(Update: January 2011. This tutorial superseded by a new and better one)
1) Have Google run your search in advanced mode, selecting “100 results on a page”. If you prefer Bing, choose Preferences / Results, and select “50 on a page”.
2) Run the search. Once you have your big page o’ results, just leave the page alone and save it locally — doing things like right-clicking on the links will trigger Google’s “url wrapping” behaviour on the clicked link, which you don’t want. So just save the page (In Firefox: File / Save Page As…), renaming it from search.html to something-more-memorable.html
3) Now open up your saved results page in your favourite web page editor, which will probably add some handy colour-coding to tags so you can see what you’re doing. But you can also just open it up in Notepad, if that’s all you have available. Right click on the file, and “Open with…”.
A hat-tip to richarduie for the original script. I just hacked it a bit, so as to output the results in handy comma-delimited form.
5) Now locate the start of the BODY of your web page, and paste in this code after the body tag…
Save and exit.
6) Now load up your modified page in your web browser (I’m using Firefox). You’ll see a new button marked “Extract all links and anchor titles as a CSV list”…
Press it, and you’ll get a comma-delimited list of all the links on the page, alongside all the anchor text (aka “link titles”), in this standard format…
Highlight and copy the whole list, and then paste it into a new Notepad document. Save it as a .csv file rather than a .txt file. You can do this by manually changing the file extension when saving a file from Notepad.
7) Now you have a normal .csv file that will open up in MS Excel, with all the database columns correctly and automatically filled (if you don’t own MS Office, the free Open Office Calc should work as an alternative). In Excel, highlight the third column (by clicking so as to highlight its top bar) , then choose “Sort and Filter” and then “A-Z”…
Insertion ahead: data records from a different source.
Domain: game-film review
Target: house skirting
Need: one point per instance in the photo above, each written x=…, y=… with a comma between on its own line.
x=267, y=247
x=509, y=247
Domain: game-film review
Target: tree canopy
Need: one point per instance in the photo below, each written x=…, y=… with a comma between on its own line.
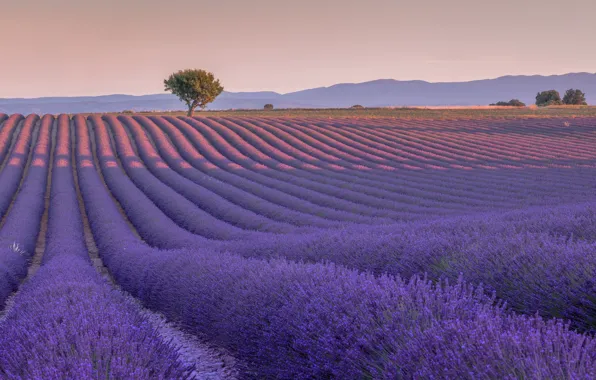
x=575, y=97
x=548, y=98
x=196, y=88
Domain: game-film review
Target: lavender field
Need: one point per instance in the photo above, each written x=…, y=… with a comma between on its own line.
x=297, y=247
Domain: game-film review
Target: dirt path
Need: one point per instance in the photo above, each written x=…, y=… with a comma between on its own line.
x=209, y=362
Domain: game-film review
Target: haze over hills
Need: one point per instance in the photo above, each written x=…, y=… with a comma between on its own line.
x=378, y=93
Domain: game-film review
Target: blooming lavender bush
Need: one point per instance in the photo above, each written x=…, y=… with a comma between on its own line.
x=66, y=321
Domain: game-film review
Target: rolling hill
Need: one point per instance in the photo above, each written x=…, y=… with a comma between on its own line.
x=378, y=93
You’ll then be asked if you want “Expand the selection”. Agree to expansion (important!), and the column with the anchor text in it will be sorted by A-Z. Expansion means that all the columns stay in sync, when one is re-sorted like this.
Now you can select and delete all the crufty links in the page that came from Google’s “Cached”, “Similar”, “Translate this page” links, etc. These links will all have the same name, so by listing A-Z we’ve made them easy to delete in one fell swoop.
8) You’re done, other than spending a few minutes ferreting out some more unwanted results. Feel free to paste in more such results from Bing, de-duplicate, etc.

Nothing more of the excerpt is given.